476A Poster - 06. Regulation of gene expression
Thursday April 07, 2:00 PM - 4:00 PM
Establishing the Role of the Conserved TN Domain in Tinman
Authors: Cayleen Bileckyj; Richard Cripps
Affiliation: San Diego State University
Keywords: c. activators/coactivators; j. cardiovascular disease
Congenital heart disease (CHD) is a major factor in mortality and morbidity in children and adults. Even though there has been substantial progress in detection and treatment, not all congenital heart defects can be identified early on through physical screenings. To advance our abilities to identify and manage CHD, we need to further understand the key genetic factors involved in causing these maladies.

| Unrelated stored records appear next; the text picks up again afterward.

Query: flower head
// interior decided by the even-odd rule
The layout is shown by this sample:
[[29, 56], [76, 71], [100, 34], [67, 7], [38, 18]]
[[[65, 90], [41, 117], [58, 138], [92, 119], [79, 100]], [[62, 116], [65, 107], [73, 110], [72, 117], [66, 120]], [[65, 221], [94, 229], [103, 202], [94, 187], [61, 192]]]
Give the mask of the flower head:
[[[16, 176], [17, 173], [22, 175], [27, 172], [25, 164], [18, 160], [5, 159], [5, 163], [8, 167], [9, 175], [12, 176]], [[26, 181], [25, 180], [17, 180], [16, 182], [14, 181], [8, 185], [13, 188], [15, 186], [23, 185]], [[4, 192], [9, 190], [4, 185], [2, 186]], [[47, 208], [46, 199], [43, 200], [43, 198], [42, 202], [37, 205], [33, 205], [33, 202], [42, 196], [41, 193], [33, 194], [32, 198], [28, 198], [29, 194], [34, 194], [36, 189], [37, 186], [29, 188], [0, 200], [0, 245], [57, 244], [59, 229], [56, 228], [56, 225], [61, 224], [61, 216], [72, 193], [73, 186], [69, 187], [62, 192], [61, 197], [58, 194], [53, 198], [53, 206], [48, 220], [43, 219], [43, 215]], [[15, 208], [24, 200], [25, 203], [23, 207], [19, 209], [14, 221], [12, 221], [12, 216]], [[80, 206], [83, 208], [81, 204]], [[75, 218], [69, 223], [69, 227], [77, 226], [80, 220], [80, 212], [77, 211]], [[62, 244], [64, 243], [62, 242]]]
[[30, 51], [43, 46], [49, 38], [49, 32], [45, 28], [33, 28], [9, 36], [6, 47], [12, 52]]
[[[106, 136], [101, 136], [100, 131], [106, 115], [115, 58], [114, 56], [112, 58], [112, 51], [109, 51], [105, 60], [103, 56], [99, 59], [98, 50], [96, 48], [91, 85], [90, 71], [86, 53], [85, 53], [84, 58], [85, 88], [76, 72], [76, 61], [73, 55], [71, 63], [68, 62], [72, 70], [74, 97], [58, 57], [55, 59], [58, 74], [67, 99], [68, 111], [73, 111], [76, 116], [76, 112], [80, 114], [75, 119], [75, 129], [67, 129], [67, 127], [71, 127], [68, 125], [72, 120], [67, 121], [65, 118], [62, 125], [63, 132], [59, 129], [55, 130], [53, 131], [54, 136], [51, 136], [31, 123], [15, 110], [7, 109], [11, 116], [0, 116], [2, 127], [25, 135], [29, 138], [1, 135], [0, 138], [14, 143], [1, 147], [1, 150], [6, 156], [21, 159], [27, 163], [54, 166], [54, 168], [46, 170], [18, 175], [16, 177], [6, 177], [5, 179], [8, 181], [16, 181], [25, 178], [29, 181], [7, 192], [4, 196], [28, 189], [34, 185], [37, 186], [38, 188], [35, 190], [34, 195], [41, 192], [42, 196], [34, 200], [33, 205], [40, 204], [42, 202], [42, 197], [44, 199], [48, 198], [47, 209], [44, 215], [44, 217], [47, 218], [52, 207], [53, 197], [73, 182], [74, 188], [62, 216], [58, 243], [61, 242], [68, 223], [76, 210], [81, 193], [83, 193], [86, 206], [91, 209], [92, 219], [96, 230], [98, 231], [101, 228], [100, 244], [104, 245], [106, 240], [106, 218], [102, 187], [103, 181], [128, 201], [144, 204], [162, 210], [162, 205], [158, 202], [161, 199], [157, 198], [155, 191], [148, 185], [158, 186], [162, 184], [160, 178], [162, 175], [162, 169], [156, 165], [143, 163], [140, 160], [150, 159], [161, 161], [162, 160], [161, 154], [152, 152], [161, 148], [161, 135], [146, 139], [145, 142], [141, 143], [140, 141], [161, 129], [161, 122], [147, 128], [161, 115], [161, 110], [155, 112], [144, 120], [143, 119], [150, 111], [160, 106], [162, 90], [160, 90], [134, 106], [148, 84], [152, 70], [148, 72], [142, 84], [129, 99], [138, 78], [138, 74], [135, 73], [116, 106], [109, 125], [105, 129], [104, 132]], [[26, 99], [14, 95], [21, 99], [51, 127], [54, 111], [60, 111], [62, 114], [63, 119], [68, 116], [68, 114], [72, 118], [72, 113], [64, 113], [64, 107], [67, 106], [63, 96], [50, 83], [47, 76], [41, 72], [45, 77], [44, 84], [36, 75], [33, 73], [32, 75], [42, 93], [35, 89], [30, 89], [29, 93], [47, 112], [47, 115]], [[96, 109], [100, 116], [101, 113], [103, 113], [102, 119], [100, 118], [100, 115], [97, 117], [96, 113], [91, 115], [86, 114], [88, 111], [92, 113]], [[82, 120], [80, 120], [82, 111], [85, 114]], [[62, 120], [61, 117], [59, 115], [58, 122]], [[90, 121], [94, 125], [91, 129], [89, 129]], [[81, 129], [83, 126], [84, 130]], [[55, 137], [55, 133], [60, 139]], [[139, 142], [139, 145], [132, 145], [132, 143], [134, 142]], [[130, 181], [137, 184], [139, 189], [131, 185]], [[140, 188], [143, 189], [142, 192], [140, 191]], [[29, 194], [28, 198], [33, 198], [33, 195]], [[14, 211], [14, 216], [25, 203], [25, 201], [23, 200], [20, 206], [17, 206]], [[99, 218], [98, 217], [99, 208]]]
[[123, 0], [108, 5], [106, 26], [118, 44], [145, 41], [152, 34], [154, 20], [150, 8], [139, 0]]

Since Drosophila melanogaster shares similar cardiac developmental mechanisms with humans, it has been an essential model for human heart development. One similarity occurs between Tinman (Tin), a transcription factor in Drosophila necessary for the differentiation of cardiac cells, and its mammalian ortholog NK2 Homeobox 5 (Nkx2.5). These proteins share two conserved regions: the homeobox domain and the tin (TN) domain. Although the TN domain is completely conserved between these two proteins, there is little known about its significance.
By utilizing CRISPR/Cas9 gene editing, I established a line of Drosophila containing an in-frame deletion of the TN domain. Staining Drosophila embryos for NMR, a marker of cardial cells, revealed mutant embryos generate a significantly higher number of cardial cells when compared to wild type embryos (p<0.01). I also stained embryos for Tin and Svp, a protein important for heart development in Drosophila, to determine if the deletion of the TN domain affected cardial cell specification. Mutant embryos contained more cells expressing tin and more cells expressing svp than wild type embryos. These results support the importance of the TN domain in heart development and indicate the increase in cardial cells occurs before cardial cells differentiate into cells exclusively expressing tin or svp.
Tin and Nkx2.5 are vital to proper heart development. Characterizing the role of the conserved TN domain in these transcription factors provides the opportunity to vastly improve our understanding of the mechanisms involved in cardiac formation and maturation.